Game tree vs. extensive form of a game I am a bit confused by the following statement from the Game Tree wikipedia page:

the complete tree is the same tree as that obtained from the extensive-form game representation

A game tree consists of nodes that represent different states of the game and how different actions can lead to different states. As far as I understand, the extensive form representation of a game consists of nodes that do not represent states, rather they indicate which player should make the decision at that node.
Furthermore, it is known that there may be more than one extensive form game representing the same strategic interaction. I don't believe the same is true for a game tree.
Can anyone clear up my confusion?
 A: In game theory proper, a game tree is an informal way of referring to an extensive form game; just like the name "William" is also colloquially referred to as "Bill". The fact that the word Bill may also refer a draft of law in a different context is neither here nor there. Note that in the Wikipedia article for "Game Tree", the first line says: 

For game tree as it is used in game theory (not combinatorial game theory), see Extensive-form game.

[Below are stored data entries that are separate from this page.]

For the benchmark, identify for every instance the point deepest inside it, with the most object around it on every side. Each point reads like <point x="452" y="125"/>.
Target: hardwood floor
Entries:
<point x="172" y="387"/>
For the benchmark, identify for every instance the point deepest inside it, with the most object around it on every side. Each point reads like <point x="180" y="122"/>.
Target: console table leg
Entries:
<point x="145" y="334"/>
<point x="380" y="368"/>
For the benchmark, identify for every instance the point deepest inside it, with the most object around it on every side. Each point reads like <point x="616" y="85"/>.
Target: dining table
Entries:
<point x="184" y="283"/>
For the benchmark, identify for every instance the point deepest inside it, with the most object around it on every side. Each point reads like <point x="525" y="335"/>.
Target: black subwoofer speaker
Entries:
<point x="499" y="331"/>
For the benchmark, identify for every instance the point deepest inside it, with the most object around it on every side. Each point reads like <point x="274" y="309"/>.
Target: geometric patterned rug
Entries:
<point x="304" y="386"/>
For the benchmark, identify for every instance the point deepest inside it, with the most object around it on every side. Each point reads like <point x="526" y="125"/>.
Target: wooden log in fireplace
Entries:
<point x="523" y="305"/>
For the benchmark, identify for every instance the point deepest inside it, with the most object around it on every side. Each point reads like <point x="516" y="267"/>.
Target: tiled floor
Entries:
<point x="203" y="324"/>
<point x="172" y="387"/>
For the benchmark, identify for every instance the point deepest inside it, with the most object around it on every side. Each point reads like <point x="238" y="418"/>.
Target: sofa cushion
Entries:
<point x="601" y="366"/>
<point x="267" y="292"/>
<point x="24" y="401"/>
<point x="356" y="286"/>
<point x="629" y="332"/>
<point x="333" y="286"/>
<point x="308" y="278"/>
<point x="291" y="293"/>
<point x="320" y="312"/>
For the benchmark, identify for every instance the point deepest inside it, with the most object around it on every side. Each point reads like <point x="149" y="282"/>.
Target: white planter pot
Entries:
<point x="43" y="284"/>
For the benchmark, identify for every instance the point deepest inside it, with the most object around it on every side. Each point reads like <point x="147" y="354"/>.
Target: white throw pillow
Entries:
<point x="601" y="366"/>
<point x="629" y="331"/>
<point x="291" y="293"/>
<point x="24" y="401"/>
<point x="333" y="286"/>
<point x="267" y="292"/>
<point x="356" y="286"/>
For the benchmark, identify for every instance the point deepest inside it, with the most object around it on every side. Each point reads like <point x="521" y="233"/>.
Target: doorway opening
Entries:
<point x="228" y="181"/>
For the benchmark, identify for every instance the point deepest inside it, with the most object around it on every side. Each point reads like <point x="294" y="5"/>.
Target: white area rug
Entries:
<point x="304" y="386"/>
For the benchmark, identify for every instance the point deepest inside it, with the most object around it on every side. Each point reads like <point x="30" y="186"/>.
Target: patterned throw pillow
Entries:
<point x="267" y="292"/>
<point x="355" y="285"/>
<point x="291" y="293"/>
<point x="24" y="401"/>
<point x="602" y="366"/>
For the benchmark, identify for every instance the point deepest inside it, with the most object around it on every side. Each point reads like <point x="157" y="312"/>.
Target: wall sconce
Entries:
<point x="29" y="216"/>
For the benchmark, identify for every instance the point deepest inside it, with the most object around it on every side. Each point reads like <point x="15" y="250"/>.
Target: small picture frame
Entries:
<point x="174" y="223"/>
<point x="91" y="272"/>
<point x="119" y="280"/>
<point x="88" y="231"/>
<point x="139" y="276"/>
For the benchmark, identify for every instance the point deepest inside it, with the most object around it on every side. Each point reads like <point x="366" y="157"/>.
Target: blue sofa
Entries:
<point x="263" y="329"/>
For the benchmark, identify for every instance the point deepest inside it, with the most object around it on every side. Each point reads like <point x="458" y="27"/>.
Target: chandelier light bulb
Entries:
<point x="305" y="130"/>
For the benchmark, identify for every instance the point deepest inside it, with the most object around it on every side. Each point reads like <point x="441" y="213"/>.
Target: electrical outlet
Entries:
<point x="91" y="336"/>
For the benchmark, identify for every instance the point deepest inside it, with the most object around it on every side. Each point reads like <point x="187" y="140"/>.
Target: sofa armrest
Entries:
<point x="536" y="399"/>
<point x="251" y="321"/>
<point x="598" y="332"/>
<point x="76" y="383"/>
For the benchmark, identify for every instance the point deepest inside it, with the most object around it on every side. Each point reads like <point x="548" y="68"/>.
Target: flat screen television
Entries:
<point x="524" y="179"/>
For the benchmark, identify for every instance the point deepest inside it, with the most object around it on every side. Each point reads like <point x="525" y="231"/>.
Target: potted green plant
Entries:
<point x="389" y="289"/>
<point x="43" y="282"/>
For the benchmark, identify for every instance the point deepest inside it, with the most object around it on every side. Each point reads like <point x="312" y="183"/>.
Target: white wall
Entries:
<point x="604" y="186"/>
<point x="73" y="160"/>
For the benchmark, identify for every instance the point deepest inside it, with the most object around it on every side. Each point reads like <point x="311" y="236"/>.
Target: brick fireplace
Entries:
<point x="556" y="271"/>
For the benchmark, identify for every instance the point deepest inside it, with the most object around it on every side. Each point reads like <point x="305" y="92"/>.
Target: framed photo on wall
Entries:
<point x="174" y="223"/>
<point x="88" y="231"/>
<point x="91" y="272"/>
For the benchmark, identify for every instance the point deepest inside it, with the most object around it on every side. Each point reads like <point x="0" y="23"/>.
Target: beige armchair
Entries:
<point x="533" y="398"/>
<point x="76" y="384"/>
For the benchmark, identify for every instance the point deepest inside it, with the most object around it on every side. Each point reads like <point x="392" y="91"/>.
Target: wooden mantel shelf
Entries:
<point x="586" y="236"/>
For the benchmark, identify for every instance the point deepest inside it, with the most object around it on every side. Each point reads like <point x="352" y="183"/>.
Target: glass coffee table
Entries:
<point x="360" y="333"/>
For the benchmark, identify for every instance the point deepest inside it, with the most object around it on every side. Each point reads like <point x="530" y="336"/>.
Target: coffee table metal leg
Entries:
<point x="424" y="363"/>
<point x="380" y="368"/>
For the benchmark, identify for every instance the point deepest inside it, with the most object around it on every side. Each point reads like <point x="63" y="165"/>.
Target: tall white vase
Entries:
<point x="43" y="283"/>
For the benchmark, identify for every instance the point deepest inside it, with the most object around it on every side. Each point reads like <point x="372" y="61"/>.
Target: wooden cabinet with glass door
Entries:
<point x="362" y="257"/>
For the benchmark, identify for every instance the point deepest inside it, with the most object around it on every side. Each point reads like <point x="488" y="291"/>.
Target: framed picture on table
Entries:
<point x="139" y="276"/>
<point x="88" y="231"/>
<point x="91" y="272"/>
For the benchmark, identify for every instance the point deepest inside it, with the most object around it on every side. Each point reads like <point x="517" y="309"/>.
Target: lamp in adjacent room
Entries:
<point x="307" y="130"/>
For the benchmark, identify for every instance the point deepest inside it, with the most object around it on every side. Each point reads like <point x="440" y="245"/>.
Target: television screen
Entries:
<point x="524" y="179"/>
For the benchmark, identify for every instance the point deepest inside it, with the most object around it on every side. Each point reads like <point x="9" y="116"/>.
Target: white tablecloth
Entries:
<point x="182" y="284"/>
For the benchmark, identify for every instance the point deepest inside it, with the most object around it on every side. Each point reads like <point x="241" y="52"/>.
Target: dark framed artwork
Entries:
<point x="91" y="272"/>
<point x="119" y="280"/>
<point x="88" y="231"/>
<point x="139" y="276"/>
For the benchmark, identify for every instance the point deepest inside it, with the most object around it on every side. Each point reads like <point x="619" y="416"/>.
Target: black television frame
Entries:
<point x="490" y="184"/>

This suggests that the term game tree may have different meanings outside game theory. The example game trees shown in that article are also not what game theorists would consider as proper extensive form games. 

Extensive form games do capture different "states", although not with the nodes, but with the edges/branches. Probabilistic effects are represented by introducing a player called Chance who randomly chooses from a set of actions that represent the possible states after that node. 
For instance, in the following example, Y can choose to shoot at X or Z or into the air, but he will miss the target 40% of the time. This can be modeled by having Chance moving after Y has chosen his target and randomly deciding whether the shot is a hit or a miss.